Themes that I intend to explore in a little more depth over the coming months are costs budgeting, litigation funding, commercial costs, artificial intelligence (AI), as well as alternative dispute resolution (ADR) including costs in arbitration proceedings, costs mediation and the scope for arbitration of costs disputes themselves.
Of all these topics artificial intelligence is going to run like a golden thread through this blog, as I experiment with it, test out use cases, and post details of the results here.
In particular, although I have enjoyed playing with AI, over the last year, the time has now arrived to devise practical applications for it, and to integrate it into my practice, with the goal of increasing efficiency and saving time.
Of course this will go hand in hand with the data protection considerations, and client confidentiality warnings, that the regulators have been emphasising. But a lot of the potential uses of AI, simply don’t involve client data.
So what do I want to achieve? In order of progression, I would suggest using DALL-E and potentially similar applications such as MidJourney and Canva, to create images for use on this blog and social media, as a picture can be used in place of a thousand words to generate attention.
Secondly, I want to use an AI application in conjunction with Teams and Zoom, to create transcripts of the client conferences I have, which can then also be used to create summaries of advice. For many years my practice has been to produce typed conference notes, for my use, and the benefit of those who instruct me, but this practice can be streamlined.
Thirdly, I want to be able to dictate opinions, pleadings and skeleton arguments, into an AI application such as ChatGPT, or a custom GPT, and create formatted text in a way that is far faster and more accurate than the current options such as dictating directly into Word, or using Dragon Naturally Speaking. I am highly struck by how dictation into my Iphone is virtually flawless, compared with the Yeti microphone I have for my desktop PC.
Fourthly, I want to be able to use AI to create articles, blogs and presentations more quickly: looking at Powerpoint in Copilot and Beautiful.ai, to see if these can be used to create slides with reduced effort, and assisting in for example the generation of tables and graphs, to show data.
Next, I want AI applications which will facilitate fact management, extracting information or data, and creating chronologies, and schedules of facts, or sumarising expert reports, and tabulating the opposing opinions of experts on issues in the case. The step beyond this will be analysis of each side’s position and summaries of strong arguments and weaknesses in the arguments of each side’s expert.

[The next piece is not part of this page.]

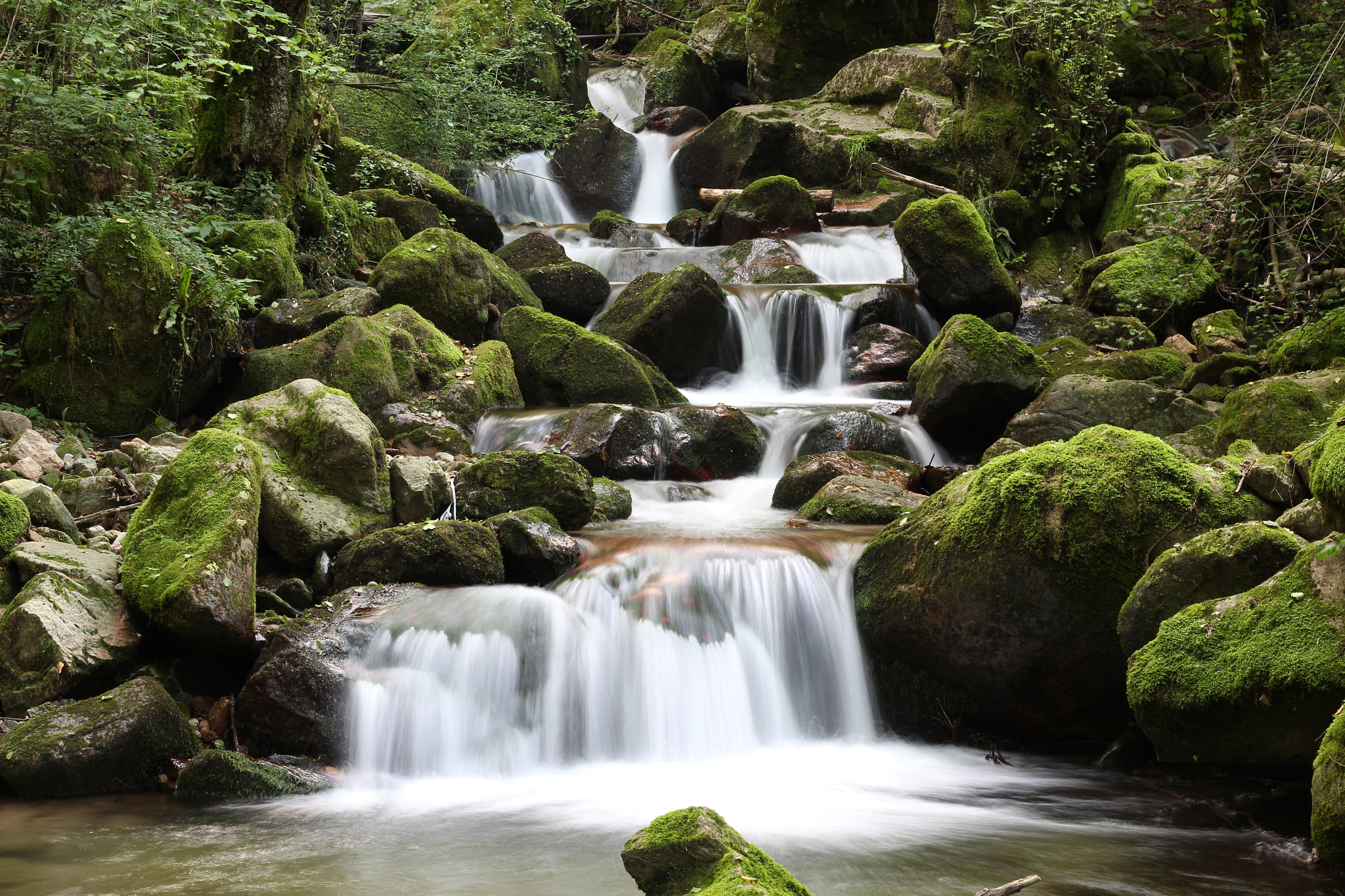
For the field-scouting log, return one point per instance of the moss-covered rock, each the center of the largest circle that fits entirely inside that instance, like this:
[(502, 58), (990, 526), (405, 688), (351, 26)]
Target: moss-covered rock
[(775, 206), (535, 547), (376, 360), (971, 379), (324, 477), (506, 481), (452, 281), (806, 475), (432, 553), (355, 165), (1011, 624), (100, 354), (1251, 679), (678, 320), (1076, 402), (1214, 565), (694, 851), (562, 363), (61, 637), (118, 742), (191, 548), (948, 247), (223, 774)]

Sixthly, as is well known to costs lawyers, you cannot read an electronic bill, instead you interrogate it. What is the potential for Copilot in Excel to process and analyse data, perform calculations, summarise key points and present information in graphical form, or summaries I can cut and paste into submissions or skeleton arguments?
And, will AI stretch to analysis of trial bundles and detailed assessment bundles, by the use of AI applications which can handle large volumes of documents, identify key information and flag inconsistencies?
If all of or even some of these use cases work, then I can spend more of my time focusing on strategy and advocacy, thus becoming more efficient, and effective in the work I do. I shall report my findings over the course of 2025, and look to end the year, with a summary of how the experiment went.
I will however make one prediction though, which I promise to revisit in December 2025. That is, that the pace of change, and the evolution of AI will be so swift, that the wish list I posit above, will look positively antique in 12 months time, and many more powerful uses for AI will be apparent by then.